Mouriño lässt celta vigo träumen: sie spricht klartext vor dem freiburg-knaller
Marian Mouriño trommelt. 900 Celtic-Fans fliegen mitten ins Schwarzwald-Loch, sie selbst pfeift ihr Mantra: 1:2, 1:2, 1:2. Das ist keine PR-Nummer mehr, das ist ein Sieg-Gehabe. Das ist Europa-League-Viertelfinale, das ist ihr Celta, das plötzlich nicht mehr nur überlebt – es lebt.
15 Jahre primera división: der leise machtfaktor
Die Galicier haben die Liga vorzeitig gerettet. Keine Mathematik, kein Krimi, einfach ein Befreiungsschlag nach 15 durchgehenden Spielzeiten. „Das verleiht dem Projekt Stabilität, die muss man feiern“, sagt Mouriño. Sie weiß, was das bedeutet: Planungssicherheit für Trainer, Anreiz für Spieler, ein Aushängeschild für Investoren. Wer oben bleibt, kann unten aufräumen.
Der Klub ist heile Welt, weil er endlich wieder Zukunft erlaubt. Kein Abstiegs-Stress, kein Feuerwehr-Fußball, sondern ein Team, das sich in Europa beweisen darf – und will. Die Tabellen-Mitte reicht nicht mehr. Das Viertelfinale gegen den SC Freiburg ist keine Nebensache, es ist die Visitenkarte.

Balaídos als 12. mann – und die 900 außenseiter
Rückspiel daheim. Mouriño betont es dreimal im Satz: „Wichtigster Faktor.“ Das alte Stadion an der Avenida de Balaídos verwandelt sich in eine Kehrseite, die Gegner erstickt. 29.000 Stimmen, eine Wand aus Licht und Lärm. „Wir schließen mit unseren Leuten ab“, sagt sie. Sätze wie Schläge.
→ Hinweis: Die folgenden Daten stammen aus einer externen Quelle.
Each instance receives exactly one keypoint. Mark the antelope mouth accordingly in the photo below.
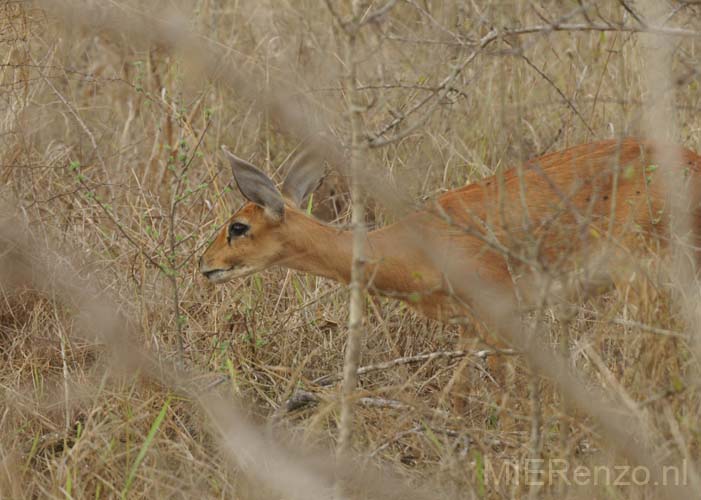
(218, 276)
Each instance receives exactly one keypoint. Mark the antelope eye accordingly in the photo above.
(238, 229)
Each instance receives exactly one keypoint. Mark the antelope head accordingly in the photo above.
(256, 236)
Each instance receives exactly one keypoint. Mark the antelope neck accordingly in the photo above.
(326, 251)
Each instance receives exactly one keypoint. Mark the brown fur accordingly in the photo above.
(559, 211)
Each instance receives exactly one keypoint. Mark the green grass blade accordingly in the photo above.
(145, 446)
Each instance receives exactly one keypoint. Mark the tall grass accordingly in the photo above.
(112, 118)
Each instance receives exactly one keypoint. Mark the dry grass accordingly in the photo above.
(110, 144)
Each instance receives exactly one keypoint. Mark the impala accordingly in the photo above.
(549, 215)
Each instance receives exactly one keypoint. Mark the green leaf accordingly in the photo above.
(145, 446)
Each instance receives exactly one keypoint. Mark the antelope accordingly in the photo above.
(552, 212)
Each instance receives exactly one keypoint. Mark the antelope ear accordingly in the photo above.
(304, 178)
(256, 187)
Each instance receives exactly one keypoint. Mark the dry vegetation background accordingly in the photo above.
(112, 114)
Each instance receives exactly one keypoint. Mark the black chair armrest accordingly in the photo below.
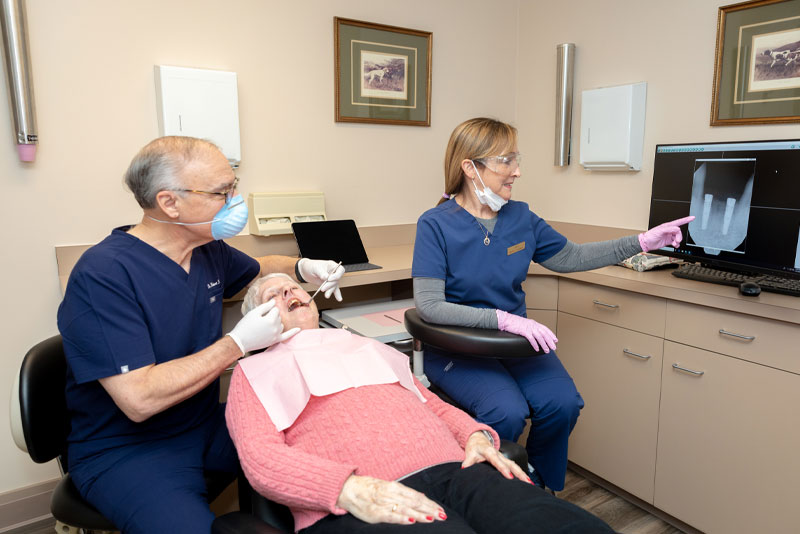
(515, 452)
(468, 341)
(241, 523)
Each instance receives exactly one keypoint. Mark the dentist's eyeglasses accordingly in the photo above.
(227, 194)
(505, 164)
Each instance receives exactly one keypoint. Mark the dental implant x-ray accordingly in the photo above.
(722, 190)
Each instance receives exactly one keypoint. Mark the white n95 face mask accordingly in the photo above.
(487, 197)
(229, 220)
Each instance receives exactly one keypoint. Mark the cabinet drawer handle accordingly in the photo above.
(640, 356)
(695, 373)
(604, 304)
(733, 334)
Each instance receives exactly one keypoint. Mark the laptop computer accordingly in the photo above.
(333, 240)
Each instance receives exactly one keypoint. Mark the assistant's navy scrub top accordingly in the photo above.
(449, 246)
(126, 306)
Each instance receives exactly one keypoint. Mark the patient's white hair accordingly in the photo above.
(252, 298)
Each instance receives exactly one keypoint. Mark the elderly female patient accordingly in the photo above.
(335, 426)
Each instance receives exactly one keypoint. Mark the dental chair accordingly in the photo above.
(40, 426)
(474, 342)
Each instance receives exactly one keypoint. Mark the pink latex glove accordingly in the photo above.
(538, 334)
(664, 234)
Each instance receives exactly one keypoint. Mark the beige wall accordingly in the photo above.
(93, 73)
(669, 45)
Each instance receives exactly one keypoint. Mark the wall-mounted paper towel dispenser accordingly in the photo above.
(612, 127)
(200, 103)
(274, 213)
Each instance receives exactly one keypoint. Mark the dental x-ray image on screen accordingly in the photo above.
(745, 197)
(722, 190)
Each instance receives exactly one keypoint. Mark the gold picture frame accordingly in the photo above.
(757, 63)
(382, 73)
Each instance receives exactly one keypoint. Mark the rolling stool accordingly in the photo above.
(40, 426)
(477, 342)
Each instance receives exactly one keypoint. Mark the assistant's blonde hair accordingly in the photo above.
(474, 139)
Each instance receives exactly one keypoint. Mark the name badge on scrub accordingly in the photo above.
(515, 248)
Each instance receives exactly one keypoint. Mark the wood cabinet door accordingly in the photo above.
(728, 443)
(618, 373)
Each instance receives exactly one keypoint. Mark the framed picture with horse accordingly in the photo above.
(382, 73)
(757, 67)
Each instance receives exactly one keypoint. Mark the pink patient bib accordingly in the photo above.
(321, 362)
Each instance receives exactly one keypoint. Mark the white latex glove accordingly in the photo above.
(260, 328)
(373, 500)
(316, 271)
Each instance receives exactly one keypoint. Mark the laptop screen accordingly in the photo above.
(330, 240)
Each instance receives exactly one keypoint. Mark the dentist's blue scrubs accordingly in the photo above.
(126, 306)
(501, 393)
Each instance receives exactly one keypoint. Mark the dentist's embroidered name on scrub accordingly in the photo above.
(516, 248)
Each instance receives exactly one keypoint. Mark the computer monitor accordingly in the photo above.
(745, 197)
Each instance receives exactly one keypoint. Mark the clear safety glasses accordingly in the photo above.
(227, 194)
(504, 165)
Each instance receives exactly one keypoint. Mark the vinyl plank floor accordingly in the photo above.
(622, 516)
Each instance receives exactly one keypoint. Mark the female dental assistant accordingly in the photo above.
(471, 255)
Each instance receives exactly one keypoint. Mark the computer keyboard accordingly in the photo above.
(773, 284)
(360, 267)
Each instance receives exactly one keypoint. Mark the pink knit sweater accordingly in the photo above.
(382, 431)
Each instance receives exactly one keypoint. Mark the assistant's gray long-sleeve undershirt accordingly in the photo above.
(432, 306)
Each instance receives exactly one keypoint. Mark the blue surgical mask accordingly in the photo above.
(487, 197)
(229, 220)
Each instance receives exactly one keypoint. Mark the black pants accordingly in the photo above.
(478, 500)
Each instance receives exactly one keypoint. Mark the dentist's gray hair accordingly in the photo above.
(251, 299)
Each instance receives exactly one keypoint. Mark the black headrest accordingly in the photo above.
(464, 340)
(42, 400)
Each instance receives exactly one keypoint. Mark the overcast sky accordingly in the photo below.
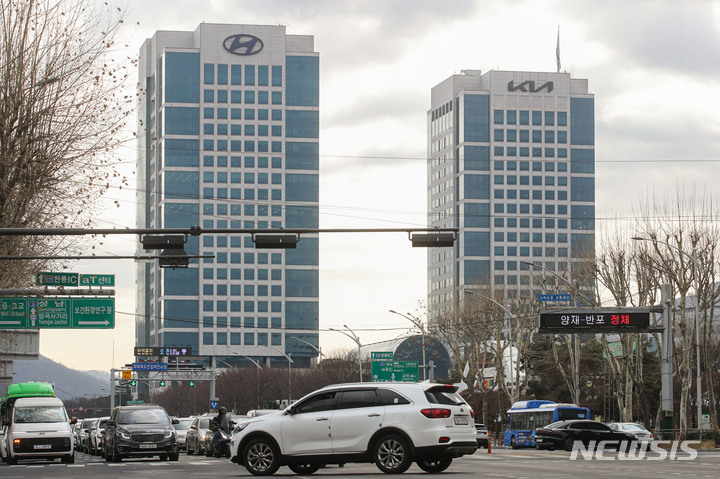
(653, 67)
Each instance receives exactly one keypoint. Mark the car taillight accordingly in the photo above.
(436, 413)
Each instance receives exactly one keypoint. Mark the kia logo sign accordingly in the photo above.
(243, 44)
(529, 86)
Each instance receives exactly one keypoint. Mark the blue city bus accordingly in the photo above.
(526, 416)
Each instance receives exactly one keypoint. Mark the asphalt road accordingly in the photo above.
(502, 463)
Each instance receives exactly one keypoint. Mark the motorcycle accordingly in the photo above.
(223, 445)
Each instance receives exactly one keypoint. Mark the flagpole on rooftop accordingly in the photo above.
(557, 50)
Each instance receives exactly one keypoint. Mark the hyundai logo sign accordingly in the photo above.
(240, 44)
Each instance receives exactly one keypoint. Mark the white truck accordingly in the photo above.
(37, 427)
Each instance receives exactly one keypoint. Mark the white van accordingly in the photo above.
(38, 427)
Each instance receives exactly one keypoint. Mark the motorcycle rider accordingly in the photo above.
(220, 423)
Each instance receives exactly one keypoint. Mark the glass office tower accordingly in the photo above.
(512, 165)
(228, 138)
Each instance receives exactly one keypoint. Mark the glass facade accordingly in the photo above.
(499, 172)
(226, 141)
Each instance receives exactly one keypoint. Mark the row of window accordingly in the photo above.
(251, 74)
(248, 322)
(249, 114)
(239, 130)
(242, 162)
(261, 290)
(523, 117)
(524, 136)
(525, 152)
(511, 165)
(248, 177)
(249, 97)
(246, 274)
(247, 146)
(537, 180)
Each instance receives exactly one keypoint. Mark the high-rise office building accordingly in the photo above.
(228, 138)
(512, 165)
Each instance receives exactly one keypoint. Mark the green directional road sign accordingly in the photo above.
(57, 279)
(58, 313)
(13, 313)
(97, 280)
(383, 371)
(93, 313)
(386, 355)
(49, 312)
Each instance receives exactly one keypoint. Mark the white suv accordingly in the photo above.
(388, 424)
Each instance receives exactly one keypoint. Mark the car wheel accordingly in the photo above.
(261, 457)
(116, 455)
(392, 455)
(304, 468)
(435, 466)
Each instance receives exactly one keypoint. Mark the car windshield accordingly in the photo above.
(443, 395)
(40, 414)
(633, 427)
(143, 416)
(183, 425)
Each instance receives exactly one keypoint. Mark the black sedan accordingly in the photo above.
(563, 434)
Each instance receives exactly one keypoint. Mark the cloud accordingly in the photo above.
(681, 37)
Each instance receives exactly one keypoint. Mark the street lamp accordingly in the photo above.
(696, 266)
(290, 361)
(258, 374)
(511, 318)
(316, 348)
(576, 341)
(355, 338)
(417, 323)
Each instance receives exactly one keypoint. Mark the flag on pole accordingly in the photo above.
(557, 50)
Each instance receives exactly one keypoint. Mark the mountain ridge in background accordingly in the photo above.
(69, 383)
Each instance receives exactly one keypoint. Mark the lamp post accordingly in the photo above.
(418, 324)
(257, 364)
(696, 266)
(316, 348)
(576, 342)
(290, 361)
(511, 317)
(355, 338)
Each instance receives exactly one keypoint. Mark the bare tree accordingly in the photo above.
(62, 108)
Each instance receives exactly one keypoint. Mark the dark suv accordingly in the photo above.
(140, 431)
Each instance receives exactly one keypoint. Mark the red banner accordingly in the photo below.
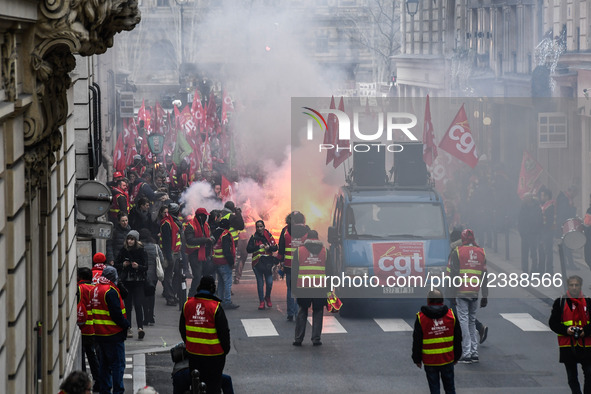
(398, 259)
(458, 140)
(429, 146)
(529, 174)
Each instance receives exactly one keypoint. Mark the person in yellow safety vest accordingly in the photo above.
(86, 321)
(110, 329)
(204, 328)
(310, 265)
(437, 342)
(292, 236)
(570, 320)
(468, 262)
(170, 243)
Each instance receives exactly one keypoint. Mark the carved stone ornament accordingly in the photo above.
(64, 28)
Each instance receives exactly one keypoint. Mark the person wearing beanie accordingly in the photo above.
(132, 266)
(204, 328)
(468, 259)
(98, 264)
(110, 329)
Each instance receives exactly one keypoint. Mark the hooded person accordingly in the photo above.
(110, 331)
(199, 247)
(310, 269)
(224, 256)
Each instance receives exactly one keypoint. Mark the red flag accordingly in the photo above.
(529, 174)
(227, 106)
(458, 140)
(342, 153)
(429, 147)
(330, 135)
(227, 189)
(118, 157)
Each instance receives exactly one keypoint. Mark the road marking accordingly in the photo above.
(259, 327)
(139, 371)
(392, 325)
(525, 322)
(330, 325)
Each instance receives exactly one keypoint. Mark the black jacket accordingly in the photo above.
(434, 312)
(129, 274)
(221, 323)
(569, 354)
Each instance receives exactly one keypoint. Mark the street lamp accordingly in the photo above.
(412, 6)
(182, 3)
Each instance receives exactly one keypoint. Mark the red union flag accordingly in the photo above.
(429, 147)
(458, 140)
(529, 174)
(398, 259)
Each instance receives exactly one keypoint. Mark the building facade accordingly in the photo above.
(48, 62)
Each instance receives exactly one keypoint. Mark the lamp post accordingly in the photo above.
(182, 3)
(412, 7)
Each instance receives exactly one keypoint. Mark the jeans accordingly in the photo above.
(112, 356)
(573, 378)
(302, 318)
(135, 298)
(292, 307)
(466, 308)
(224, 283)
(261, 279)
(89, 349)
(446, 372)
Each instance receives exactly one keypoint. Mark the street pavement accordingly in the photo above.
(369, 353)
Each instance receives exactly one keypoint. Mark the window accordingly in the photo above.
(395, 221)
(552, 130)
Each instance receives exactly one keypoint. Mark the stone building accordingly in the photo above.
(47, 136)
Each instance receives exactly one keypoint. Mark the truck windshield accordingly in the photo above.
(395, 220)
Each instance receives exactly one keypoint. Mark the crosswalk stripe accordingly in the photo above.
(330, 325)
(392, 325)
(259, 327)
(525, 322)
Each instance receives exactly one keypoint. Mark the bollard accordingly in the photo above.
(195, 382)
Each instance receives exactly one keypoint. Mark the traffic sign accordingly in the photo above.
(93, 199)
(100, 230)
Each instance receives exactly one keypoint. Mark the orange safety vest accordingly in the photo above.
(256, 255)
(199, 233)
(176, 234)
(218, 250)
(85, 319)
(312, 266)
(438, 338)
(291, 244)
(202, 337)
(103, 324)
(472, 264)
(568, 319)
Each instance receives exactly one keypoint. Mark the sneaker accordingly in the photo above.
(483, 334)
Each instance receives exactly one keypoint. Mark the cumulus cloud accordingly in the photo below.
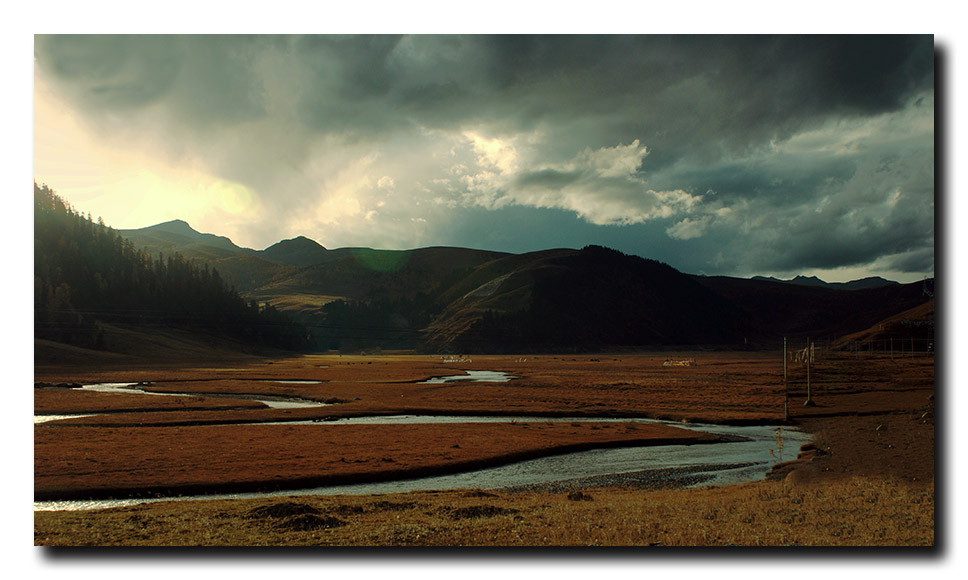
(761, 152)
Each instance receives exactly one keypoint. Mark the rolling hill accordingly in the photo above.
(446, 299)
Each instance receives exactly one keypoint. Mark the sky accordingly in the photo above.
(719, 155)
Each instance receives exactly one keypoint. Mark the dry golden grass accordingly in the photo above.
(851, 512)
(873, 483)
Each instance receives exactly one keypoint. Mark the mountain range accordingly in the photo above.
(449, 299)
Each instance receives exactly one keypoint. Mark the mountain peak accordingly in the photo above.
(175, 227)
(298, 251)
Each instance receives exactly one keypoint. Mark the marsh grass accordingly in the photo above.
(850, 512)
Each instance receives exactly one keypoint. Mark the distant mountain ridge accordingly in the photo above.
(869, 282)
(465, 300)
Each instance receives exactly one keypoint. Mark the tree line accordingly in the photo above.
(86, 273)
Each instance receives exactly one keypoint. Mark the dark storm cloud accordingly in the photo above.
(748, 152)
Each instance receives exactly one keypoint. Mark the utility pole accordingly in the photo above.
(809, 402)
(786, 386)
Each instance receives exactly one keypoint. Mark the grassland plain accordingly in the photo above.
(869, 480)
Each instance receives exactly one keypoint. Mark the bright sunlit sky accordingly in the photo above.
(714, 155)
(771, 155)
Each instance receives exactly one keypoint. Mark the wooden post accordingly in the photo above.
(809, 402)
(786, 386)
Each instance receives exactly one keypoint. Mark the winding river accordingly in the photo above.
(688, 465)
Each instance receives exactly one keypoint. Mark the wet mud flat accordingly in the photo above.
(724, 387)
(86, 462)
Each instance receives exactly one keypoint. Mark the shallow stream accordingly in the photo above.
(689, 465)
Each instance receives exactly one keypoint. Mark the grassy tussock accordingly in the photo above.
(849, 512)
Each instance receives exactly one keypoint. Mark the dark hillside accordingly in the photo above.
(776, 309)
(596, 299)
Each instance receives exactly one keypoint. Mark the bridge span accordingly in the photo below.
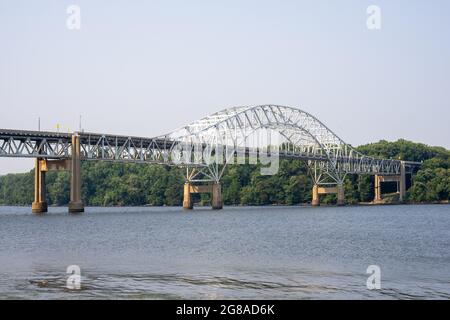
(238, 135)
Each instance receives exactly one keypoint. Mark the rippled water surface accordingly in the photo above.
(249, 252)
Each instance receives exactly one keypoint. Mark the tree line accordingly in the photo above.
(115, 184)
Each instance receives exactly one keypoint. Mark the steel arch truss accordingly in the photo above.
(301, 136)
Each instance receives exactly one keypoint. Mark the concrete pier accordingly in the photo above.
(39, 204)
(214, 189)
(338, 190)
(340, 195)
(399, 179)
(75, 204)
(216, 196)
(187, 201)
(315, 196)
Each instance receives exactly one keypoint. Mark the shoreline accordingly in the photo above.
(360, 204)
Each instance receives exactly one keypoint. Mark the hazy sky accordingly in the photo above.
(147, 67)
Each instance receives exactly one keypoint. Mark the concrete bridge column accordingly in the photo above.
(315, 196)
(402, 181)
(187, 201)
(216, 196)
(377, 189)
(75, 204)
(340, 195)
(39, 205)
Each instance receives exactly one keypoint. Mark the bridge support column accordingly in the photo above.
(402, 183)
(187, 201)
(39, 205)
(75, 204)
(340, 195)
(216, 196)
(315, 196)
(377, 189)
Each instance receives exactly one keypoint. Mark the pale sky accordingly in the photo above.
(147, 67)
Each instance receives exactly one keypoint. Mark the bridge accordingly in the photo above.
(252, 134)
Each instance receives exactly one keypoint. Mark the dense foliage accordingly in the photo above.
(106, 184)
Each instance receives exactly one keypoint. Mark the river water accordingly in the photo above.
(235, 253)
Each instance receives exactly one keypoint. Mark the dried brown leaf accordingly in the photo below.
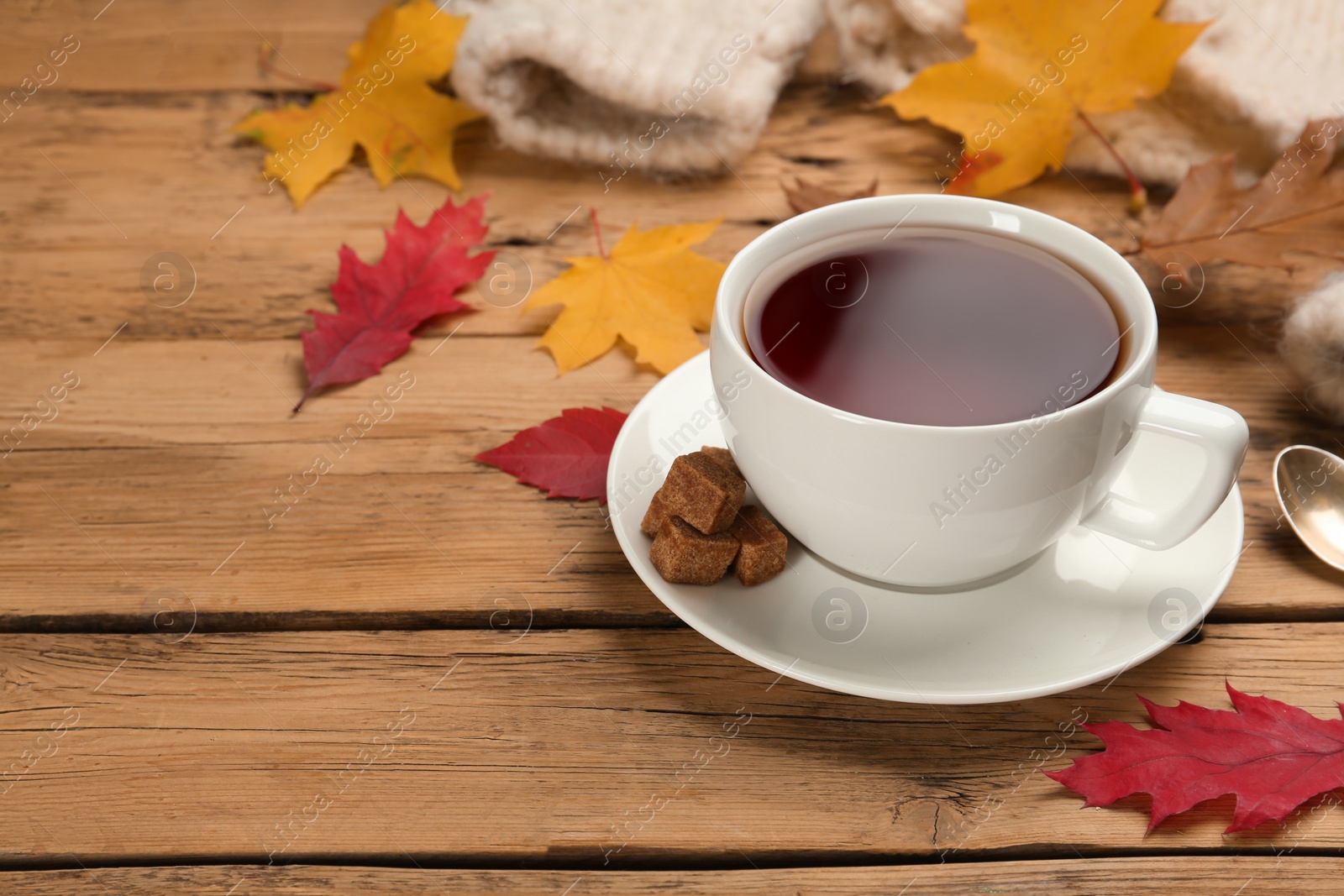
(1296, 207)
(806, 195)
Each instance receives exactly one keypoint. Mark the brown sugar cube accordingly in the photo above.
(655, 516)
(702, 493)
(685, 557)
(723, 457)
(764, 547)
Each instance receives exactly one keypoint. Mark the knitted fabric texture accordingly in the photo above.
(1247, 85)
(658, 87)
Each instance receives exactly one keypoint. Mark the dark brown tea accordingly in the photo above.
(942, 331)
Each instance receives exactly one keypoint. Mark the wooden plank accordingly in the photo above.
(564, 747)
(161, 174)
(1156, 876)
(175, 45)
(178, 45)
(165, 459)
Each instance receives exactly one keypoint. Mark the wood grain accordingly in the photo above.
(564, 747)
(1158, 876)
(98, 184)
(168, 454)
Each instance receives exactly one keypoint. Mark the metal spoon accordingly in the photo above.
(1312, 499)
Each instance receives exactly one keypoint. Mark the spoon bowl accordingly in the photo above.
(1312, 499)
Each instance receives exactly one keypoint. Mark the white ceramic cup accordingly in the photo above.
(859, 492)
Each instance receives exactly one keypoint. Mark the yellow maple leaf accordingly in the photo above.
(1037, 66)
(383, 103)
(652, 291)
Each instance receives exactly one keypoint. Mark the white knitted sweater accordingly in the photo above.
(625, 85)
(1249, 83)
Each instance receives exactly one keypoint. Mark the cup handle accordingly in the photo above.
(1223, 436)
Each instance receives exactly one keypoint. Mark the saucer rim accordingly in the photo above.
(894, 694)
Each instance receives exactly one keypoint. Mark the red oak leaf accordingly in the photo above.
(381, 304)
(1272, 755)
(568, 454)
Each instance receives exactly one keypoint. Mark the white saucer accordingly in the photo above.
(1084, 610)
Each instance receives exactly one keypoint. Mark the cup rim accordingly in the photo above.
(972, 214)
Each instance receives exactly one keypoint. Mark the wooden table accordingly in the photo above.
(427, 678)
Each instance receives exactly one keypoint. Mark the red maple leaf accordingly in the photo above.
(1272, 755)
(566, 454)
(381, 304)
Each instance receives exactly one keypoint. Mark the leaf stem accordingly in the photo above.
(597, 233)
(1137, 194)
(269, 67)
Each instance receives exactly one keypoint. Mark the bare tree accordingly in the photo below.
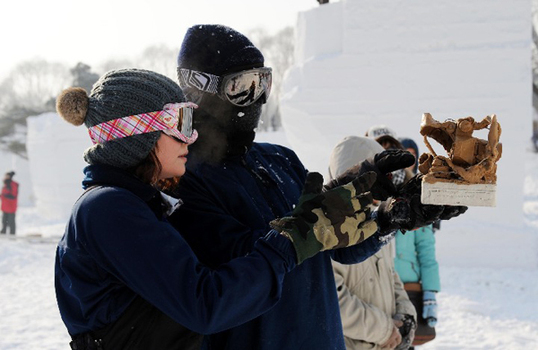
(30, 89)
(160, 59)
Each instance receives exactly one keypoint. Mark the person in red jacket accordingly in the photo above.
(10, 192)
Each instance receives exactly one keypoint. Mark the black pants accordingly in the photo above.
(8, 220)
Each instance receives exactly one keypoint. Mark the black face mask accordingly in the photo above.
(224, 129)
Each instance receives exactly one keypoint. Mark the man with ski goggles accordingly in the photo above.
(240, 89)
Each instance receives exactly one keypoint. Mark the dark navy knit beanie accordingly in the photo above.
(409, 143)
(117, 94)
(218, 50)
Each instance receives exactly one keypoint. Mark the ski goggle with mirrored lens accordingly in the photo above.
(175, 119)
(241, 89)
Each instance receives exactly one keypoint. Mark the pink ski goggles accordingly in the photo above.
(174, 120)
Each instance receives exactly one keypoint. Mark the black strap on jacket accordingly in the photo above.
(141, 327)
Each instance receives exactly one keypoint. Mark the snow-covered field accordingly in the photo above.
(480, 308)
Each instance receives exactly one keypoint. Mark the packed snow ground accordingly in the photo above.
(479, 308)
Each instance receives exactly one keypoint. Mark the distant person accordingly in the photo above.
(10, 192)
(373, 302)
(418, 268)
(124, 277)
(386, 137)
900 Celta-Anhänger trotzen engen Flugplänen, teuren Tickets, ungemütlichen Bundesliga-Abenden. „Sie begleiten uns durch jede Runde“, schwärmt die Präsidentin. Die Zahl klingt klein, ist aber ein Statement. Wer so weit reist, glaubt fest daran, dass sein Team auch im Möslestadion besteht. „Das pusht die Jungs ungemein“, bestätigt Mouriño. Emotionale Währung, eingetauscht in Laufkilometer.

1:2 – Das mouriño-orakel schlägt wieder zu
Ihr Tipp? 1:2, natürlich. Auswärtssieg, so wie gegen Benfica, gegen Gent, gegen Kiew. „Die Mannschaft ist angeklemmt, hungrig, zusammengeschweißt“, beschreibt sie den Gemütszustand. Keine Floskeln, sie redet wie eine Anführerin, die mitten im Kriegszelt steht.
Die Zahlen sprechen für sie: Celta gewann vier seiner fünf Auswärtsspiele in dieser Europa-League-Saison. Die Defensive steht, der Aspas-Hubschrauber landet immer öfter. Dazu die mentale Wucht, die aus dem Präsidium kommt. „Ich will immer gewinnen“, sagt Mouriño. Punkt. Keine Euphemismen, kein „wir schauen mal“. Das ist Führung, die sich auf den Rasen durchschlägt.
Frau an der spitze: stolz und geschäft
Mouriño ist die erste weibliche Präsidentin der Vereinsgeschichte. Sie spielt dieses Kapital nicht herunter, sie brennt es hinein. „Ich fühle unglaublichen Stolz auf alles, was hier passiert“, betont sie. Das „hier“ meint nicht nur den Sport, sondern auch die Akademie, die Frauen-Fußballabteilung, die sozialen Projekte. Ein Jahr voller guter Nachrichten, wie sie sagt – und das in einer Branche, in der Krisen sonst Dauergast sind.
Der wirtschaftliche Erfolg hängt am sportlichen. Jedes weitere Runde in Europa klingelt zusätzliche 1,5 Millionen Euro in den Kassen. Sponsoren springen auf, der Marktwert der Spieler steigt. Mouriño weiß: Ein Viertelfinaleinzug kann die halbe nächste Transferperiode finanzieren. Deshalb ist jedes Tor, jede Parade, jeder Fan-Schrei auch ein Kassensturz.
Am Donnerstagabend in Freiburg geht es los. Mouriño sitzt nicht in der Loge, sie steht am Spielfeldrand, schreit, jubelt, leidet. 1:2 steht auf ihrer inneren Anzeigetafel. Die Realität wird zeigen, ob das Orakel erneut recht behält. Eines ist sicher: Wer Celta Vigo unterschätzt, trägt das Risiko, von 900 Stimmen und einer Präsidentin verschluckt zu werden, die Siege nicht mehr nur erhofft – sie einfordert.